Migliorare le performance del data center? Si può e si deve

La ricerca Brocade evidenzia come i data center necessitino di una revisione infrastrutturale adeguata alle richieste di servizi virtualizzati e cloud

di: Redazione del 09/07/2013 10:50

Cloud Computing
 
Una ricerca globale commissionata da Brocade alla società di ricerca Vanson Bourne, che ha coinvolto 1.750 decision maker IT, ha evidenziato come siano ancora molte le aziende che fanno affidamento su infrastrutture di data center obsolete, con un impatto significativo sulla produttività e sull’esperienza utente.
Nonostante i tre quarti delle aziende abbiano aggiornato il proprio ambiente IT negli ultimi tre anni, il 91% dei decision maker afferma che la propria infrastruttura informatica ha bisogno di upgrade sostanziali al networking per rispondere a specifiche esigenze che vengono sollevate da fenomeni quali virtualizzazione e cloud.
La rete del data center - afferma Jason Nolet, Vice President Data Center Switching and Routing di Brocade – sta subendo pressioni senza precedenti. Il 61% degli intervistati dichiara che le reti aziendali non sono adatte per gli obiettivi previsti, con un buon 41% che ammette come il downtime di rete abbia avuto risvolti negativi sul business.
Oltre due terzi degli intervistati ha affermato di accogliere con favore una topologia di data center on-demand. Questo tipo di infrastruttura combina - spiega Nolet - elementi di networking fisici e virtuali che possono fare il provisioning delle capacità (computing, rete, storage e servizi) richieste per fornire applicazioni fondamentali più velocemente e facilmente rispetto alle reti legacy.
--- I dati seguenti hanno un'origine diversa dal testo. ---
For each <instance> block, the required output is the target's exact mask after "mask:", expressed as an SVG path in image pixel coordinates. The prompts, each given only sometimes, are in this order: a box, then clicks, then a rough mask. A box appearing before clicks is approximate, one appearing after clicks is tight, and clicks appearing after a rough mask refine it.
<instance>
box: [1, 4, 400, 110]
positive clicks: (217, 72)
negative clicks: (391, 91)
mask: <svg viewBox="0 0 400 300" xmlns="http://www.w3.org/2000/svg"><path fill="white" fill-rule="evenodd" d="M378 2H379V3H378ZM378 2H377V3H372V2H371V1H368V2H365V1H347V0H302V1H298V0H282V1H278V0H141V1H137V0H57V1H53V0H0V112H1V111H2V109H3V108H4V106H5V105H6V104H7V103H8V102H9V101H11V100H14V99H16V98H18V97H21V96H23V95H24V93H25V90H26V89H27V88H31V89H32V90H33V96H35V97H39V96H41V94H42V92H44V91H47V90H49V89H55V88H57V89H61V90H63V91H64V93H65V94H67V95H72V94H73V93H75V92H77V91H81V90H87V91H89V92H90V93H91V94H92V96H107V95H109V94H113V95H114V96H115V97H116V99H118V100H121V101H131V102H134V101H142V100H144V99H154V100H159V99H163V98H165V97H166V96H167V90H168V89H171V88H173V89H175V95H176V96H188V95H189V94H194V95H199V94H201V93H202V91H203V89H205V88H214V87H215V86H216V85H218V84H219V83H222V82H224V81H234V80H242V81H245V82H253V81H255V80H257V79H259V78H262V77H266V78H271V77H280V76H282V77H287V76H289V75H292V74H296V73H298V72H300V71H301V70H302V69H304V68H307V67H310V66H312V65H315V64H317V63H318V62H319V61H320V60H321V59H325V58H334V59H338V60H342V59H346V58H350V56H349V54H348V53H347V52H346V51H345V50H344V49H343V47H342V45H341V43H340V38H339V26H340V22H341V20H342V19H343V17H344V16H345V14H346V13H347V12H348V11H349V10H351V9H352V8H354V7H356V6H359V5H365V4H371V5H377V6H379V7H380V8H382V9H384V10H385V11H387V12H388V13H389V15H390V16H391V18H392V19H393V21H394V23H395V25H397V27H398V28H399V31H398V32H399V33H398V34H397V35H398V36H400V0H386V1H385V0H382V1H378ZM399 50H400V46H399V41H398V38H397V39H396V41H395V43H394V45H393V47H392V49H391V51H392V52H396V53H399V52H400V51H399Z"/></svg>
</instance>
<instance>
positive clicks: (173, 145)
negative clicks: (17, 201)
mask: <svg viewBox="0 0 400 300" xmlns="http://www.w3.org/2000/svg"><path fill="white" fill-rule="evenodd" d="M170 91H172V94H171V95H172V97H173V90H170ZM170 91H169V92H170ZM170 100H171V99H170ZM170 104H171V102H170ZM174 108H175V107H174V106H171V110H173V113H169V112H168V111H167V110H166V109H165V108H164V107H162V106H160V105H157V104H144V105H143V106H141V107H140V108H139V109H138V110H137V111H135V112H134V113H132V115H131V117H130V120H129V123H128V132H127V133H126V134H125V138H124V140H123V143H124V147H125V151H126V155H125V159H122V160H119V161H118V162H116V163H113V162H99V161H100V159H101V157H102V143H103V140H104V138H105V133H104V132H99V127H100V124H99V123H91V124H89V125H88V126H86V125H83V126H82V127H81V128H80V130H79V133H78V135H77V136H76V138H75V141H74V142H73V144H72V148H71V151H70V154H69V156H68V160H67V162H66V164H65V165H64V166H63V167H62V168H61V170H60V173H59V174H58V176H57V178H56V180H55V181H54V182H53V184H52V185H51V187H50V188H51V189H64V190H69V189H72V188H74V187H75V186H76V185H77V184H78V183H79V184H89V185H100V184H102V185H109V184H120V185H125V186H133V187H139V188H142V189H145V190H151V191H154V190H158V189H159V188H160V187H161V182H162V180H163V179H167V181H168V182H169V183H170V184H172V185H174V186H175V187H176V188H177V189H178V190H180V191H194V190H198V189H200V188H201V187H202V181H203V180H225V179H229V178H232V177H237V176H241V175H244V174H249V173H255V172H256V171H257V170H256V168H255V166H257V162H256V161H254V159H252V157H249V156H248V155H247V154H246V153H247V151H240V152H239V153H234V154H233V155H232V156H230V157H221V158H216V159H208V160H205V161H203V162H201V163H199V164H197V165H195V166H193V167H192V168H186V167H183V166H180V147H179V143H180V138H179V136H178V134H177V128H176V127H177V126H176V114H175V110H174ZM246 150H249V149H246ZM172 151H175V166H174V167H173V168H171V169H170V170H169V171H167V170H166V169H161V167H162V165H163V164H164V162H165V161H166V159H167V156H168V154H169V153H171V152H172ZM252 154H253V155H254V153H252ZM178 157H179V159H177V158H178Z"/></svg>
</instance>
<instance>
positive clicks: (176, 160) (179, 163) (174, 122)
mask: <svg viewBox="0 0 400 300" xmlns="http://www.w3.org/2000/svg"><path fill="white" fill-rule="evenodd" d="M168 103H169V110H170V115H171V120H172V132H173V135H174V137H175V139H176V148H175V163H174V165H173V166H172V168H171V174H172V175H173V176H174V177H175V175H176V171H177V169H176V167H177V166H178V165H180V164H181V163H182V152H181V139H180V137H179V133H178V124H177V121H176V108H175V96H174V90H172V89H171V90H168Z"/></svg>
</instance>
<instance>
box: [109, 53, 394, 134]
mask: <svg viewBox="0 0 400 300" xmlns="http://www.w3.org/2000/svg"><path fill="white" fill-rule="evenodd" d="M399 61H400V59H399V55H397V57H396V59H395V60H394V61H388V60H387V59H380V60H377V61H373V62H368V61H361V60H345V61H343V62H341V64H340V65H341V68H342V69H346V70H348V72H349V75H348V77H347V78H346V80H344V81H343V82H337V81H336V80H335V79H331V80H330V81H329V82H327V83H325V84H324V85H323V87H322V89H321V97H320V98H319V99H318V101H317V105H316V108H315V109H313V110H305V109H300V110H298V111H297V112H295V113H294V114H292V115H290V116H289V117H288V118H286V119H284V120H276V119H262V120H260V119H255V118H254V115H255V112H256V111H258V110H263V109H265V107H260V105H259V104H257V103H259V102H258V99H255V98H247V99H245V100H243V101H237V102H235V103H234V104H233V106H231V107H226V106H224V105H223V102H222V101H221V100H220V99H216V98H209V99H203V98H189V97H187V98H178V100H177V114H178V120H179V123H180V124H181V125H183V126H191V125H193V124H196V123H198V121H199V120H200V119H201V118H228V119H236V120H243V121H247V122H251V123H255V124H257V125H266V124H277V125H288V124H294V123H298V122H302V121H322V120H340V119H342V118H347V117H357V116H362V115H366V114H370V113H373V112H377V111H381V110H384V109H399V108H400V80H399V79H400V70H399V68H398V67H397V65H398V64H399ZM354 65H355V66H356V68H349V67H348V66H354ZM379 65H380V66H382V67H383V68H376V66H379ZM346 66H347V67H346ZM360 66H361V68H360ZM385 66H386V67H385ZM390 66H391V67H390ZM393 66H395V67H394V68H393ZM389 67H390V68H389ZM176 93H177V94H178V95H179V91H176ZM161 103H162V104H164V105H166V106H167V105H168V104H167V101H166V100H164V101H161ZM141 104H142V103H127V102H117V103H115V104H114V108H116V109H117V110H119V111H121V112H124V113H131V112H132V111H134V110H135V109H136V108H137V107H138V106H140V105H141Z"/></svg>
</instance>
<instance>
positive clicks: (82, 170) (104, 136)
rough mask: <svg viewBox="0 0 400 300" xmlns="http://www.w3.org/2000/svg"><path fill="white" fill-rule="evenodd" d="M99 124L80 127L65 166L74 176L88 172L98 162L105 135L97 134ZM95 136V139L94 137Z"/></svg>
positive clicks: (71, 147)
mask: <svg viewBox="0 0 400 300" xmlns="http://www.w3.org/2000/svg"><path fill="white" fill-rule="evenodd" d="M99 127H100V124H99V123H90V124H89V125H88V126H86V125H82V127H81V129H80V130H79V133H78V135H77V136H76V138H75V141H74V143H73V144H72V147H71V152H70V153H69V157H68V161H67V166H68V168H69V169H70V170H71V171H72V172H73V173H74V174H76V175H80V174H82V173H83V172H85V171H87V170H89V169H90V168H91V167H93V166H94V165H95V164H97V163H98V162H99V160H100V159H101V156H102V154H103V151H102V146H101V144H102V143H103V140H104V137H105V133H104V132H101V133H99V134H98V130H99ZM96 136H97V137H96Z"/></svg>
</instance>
Ecco una sintesi dei risultati più interessanti evidenziati dalla ricerca:
  • In media, le aziende effettuano l’upgrade delle proprie reti di data center ogni due anni, ma il 24% aspetta oltre tre anni prima di investire in nuova tecnologia
  • Il 79% dei decision maker IT ammette che alcuni dipartimenti all’interno dell’azienda hanno installato servizi cloud-based, con il 13% che confessa come queste azioni siano avvenute senza alcuna indicazione dall’IT
  • Tre quarti delle aziende hanno data center on-premise, mentre il 19% lo ha in outsourcing
  • I benefici dell’SDN sono percepiti per incrementare la produttività (42%), migliorare l’accesso alle informazioni in tempo reale (40%), aumentare l’uptime e la disponibilità (38%) e la fornitura di servizio (30%)
  • La percentuale media di server virtualizzati è del 46%, ma entro il 2015 l’obiettivo è quello di raggiungere il 59%
  • Il 16% affronta quotidianamente interruzioni di rete; gli elementi che causano maggiori problemi sono le applicazioni di database (41%), gli strumenti di comunicazione (30%) e i programmi Microsoft Office (25%)
  • Le interruzioni durano in media 20 minuti. Il 2% degli intervistati subisce arresti di oltre un’ora
  • Più di un terzo dei lavoratori afferma che le interruzioni hanno causato il non raggiungimento degli SLA, con clienti che non ricevono i servizi richiesti. Il 41% ha aggiunto che questi disguidi hanno dato luogo a un risarcimento ai clienti.